As we’ve seen before on Nikon’s other top-flight Z-mount lenses, the Z 50mm f/1.2 S has an OLED information panel that can show the aperture, focus distance, ISO and depth of field. You just press the DISP button to toggle through the information.

Nikon Nikkor Z 50mm f/1.2 S screen

There’s also a L-Fn (lens function) button that can be customised via the camera’s menu to used to activate one of a long list of parameters such as subject tracking, the framing grid AF-on and bracketing. It would be handy if there was an option to press the button to switch the purpose of the control ring. That would mean that I could switch it from adjusting the aperture to adjusting exposure compensation, for example, but it’s not possible. I’ll keep my fingers crossed for a firmware upgrade.

To summarise the build and handling, the Nikon Z 50mm f/1.2 S feels very well made, is sealed against dust and moisture. Both the focus ring and the control ring have a smooth action and the lens responds quickly to any adjustment. However, it would be nice to be able to adjust more than one parameter quickly via the control ring or the control ring and the manual focus ring.

Nikon Nikkor Z 50mm f/1.2 S iris aperture


One of the key reasons that Nikon switched from the 47-mm diameter F mount to the 55mm-diameter Z mount was to give Nikon’s optical engineers the ability to design lenses with apertures of up to f/0.95. The F mount limits them to f/1.4 or f/1.2 at a push. The Z 50mm f/1.2 S proves the point as it delivers superb-quality images throughout its f/1.2-f/16 aperture range.

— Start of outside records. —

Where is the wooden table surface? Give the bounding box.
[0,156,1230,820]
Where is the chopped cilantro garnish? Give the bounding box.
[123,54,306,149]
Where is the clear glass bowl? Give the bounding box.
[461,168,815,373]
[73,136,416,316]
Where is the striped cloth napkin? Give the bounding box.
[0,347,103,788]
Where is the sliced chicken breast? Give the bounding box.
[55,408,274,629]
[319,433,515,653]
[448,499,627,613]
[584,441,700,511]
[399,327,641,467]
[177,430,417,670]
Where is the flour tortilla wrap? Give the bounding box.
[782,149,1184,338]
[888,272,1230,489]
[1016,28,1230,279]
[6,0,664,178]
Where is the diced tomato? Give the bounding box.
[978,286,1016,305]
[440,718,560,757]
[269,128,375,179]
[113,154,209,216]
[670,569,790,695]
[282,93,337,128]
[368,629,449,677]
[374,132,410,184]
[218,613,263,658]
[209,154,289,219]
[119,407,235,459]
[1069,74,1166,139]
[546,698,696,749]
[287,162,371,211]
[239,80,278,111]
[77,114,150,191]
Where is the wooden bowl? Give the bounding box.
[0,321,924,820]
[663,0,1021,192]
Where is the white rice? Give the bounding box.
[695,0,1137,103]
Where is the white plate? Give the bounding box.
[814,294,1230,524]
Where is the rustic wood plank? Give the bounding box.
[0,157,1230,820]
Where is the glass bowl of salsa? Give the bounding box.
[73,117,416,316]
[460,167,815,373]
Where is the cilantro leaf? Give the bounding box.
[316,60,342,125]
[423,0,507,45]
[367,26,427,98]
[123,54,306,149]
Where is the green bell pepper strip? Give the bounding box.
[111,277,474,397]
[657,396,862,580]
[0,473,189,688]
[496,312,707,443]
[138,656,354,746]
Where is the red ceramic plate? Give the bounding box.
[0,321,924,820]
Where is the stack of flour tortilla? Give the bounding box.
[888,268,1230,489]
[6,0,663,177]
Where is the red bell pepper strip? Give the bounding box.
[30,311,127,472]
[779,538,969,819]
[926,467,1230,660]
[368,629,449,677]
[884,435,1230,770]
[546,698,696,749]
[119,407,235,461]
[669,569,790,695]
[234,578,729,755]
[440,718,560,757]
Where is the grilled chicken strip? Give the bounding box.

If the in-camera Vignette control is turned off, there’s quite obvious corner shading in images of uniform mid-tone subjects shot at the widest apertures. Closing down to f/2 reduces it significantly and it’s effectively gone by f/2.8. Setting the Vignette control to ‘normal’ reduces the corner shading so that it’s barely visible at f/1.2.

The level of sharpness across the frame is also impressive with just slight fall-off towards the corners in images shot at the very widest apertures. Close down to f/1.8 and things sharpen up very nicely.

I wouldn’t hesitate to use the widest aperture setting on the Z 50mm f/1.2 S, but scrutinising images at 100% on a computer screen reveals that the sharpest results are produced from around f/1.8 to f/8. Even with the in-camera Diffraction compensation activated, there’s a very slight drop in sharpness as you close down from f/11 to f/16. But I’m talking a tiny amount that’s only just visible when pixel peeping.

I was unable to spot any curvilinear distortion in the images I shot with the Z 50mm f/1.2 S and I found no sign of chromatic aberration.

Aided by the large aperture, the Nikon Z7 II‘s autofocusing is assured with the Z 50mm f/1.2 S mounted. The lens isn’t completely silent, but the focusing mechanism is only just audible.

Nikon Nikkor Z 50mm f/1.2 S sample images

These images were shot with the Nikkor Z 50mm F/1.2 S mounted on the Nikon Z7 II. Follow the link to browse and download full-resolution sample images.

Nikon Z 50mm f/1.2 S Image Gallery


The benefit of a very wide aperture setting isn’t always apparent when you’re looking at images on the back of a camera, open them on a computer screen, however, and the selective focus becomes apparent. At f/1.2, you can really isolate your subject from the background.

It’s not just about the size of the depth of field, it’s also the degree of blur that’s seen in areas beyond the focus point. At f/1.2, cluttered backgrounds can be blurred to a smooth, almost uniform tone.

Backed by the enhanced eye detection brought by the latest firmware updates for the Nikon Z7 II and Nikon Z6 II, the Z 50mm f/1.2 S makes a sublime lens for environmental portraits. For many photographers, the Nikon Z 50mm f/1.8 S may be sufficient for this, but for anyone who wants the very best and doesn’t mind the bulk, the f/1.2 is the way to go.